I have used the geeglm package to build a GEE that predicts animal activity (a binary response, active or not) from weather data (e.g., Temperature, a continuous variable).
TEMPC <- geeglm(BINARYACTIVITY ~ TEMPC, family=binomial(link="logit"), data=Animal, id=NEW_PERIOD2, corstr="ar1", std.err="san.se")
I intend for the GEE to 'account for' repeated measures; activity was assessed multiple times each hour, during sampling periods that lasted days (hence, I used "id=NEW_PERIOD2" to designate sampling periods).
I am interested in evaluating the predictive accuracy of the resulting model.
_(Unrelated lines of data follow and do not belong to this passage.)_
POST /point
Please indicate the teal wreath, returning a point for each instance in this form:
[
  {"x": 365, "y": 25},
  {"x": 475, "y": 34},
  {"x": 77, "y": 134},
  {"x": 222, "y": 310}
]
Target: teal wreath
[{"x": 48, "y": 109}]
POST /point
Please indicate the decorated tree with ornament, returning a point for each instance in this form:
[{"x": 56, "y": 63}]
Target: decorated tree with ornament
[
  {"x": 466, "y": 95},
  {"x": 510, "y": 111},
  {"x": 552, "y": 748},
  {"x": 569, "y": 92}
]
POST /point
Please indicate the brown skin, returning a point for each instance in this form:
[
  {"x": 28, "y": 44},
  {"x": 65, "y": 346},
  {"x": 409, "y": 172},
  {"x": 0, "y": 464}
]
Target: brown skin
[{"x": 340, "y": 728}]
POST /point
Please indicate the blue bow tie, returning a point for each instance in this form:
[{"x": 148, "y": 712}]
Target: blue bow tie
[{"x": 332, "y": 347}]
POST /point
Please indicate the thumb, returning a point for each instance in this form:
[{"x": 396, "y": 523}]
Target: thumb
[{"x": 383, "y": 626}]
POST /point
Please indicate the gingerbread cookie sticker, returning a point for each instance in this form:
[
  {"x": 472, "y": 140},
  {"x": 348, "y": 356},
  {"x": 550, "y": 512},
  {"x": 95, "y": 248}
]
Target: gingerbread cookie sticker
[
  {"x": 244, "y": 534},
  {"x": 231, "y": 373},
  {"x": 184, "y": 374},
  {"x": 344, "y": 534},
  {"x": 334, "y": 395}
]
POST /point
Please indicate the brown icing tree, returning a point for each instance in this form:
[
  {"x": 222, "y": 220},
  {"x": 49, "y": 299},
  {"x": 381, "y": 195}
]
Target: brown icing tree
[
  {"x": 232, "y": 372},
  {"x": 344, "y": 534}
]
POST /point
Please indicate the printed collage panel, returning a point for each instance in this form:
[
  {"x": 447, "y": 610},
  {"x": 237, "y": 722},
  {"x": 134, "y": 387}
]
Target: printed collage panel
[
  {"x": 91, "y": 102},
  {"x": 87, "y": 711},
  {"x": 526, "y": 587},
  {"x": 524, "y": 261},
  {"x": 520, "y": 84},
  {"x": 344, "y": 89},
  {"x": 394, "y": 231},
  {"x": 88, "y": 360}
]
Normally, for data that are not autocorrelated, I would use a logistic regression model, and assess its predictive accuracy with calculation of AUC from a ROC. However, I am uncertain how to calculate AUC for a GEE, which accounts for autocorrelation. Is there a way to calculate AUC for a GEE? If so, can I apply the method to interaction models, such as the one I pasted below?
TEMPC_COSHOUR <- geeglm(BINARYACTIVITY ~ TEMPC*COSHOUR, family=binomial(link="logit"), data=Animal, id=NEW_PERIOD2, corstr="ar1", std.err="san.se") #COSHOUR is a a transformed Time variable
Thank you for any advice you can provide!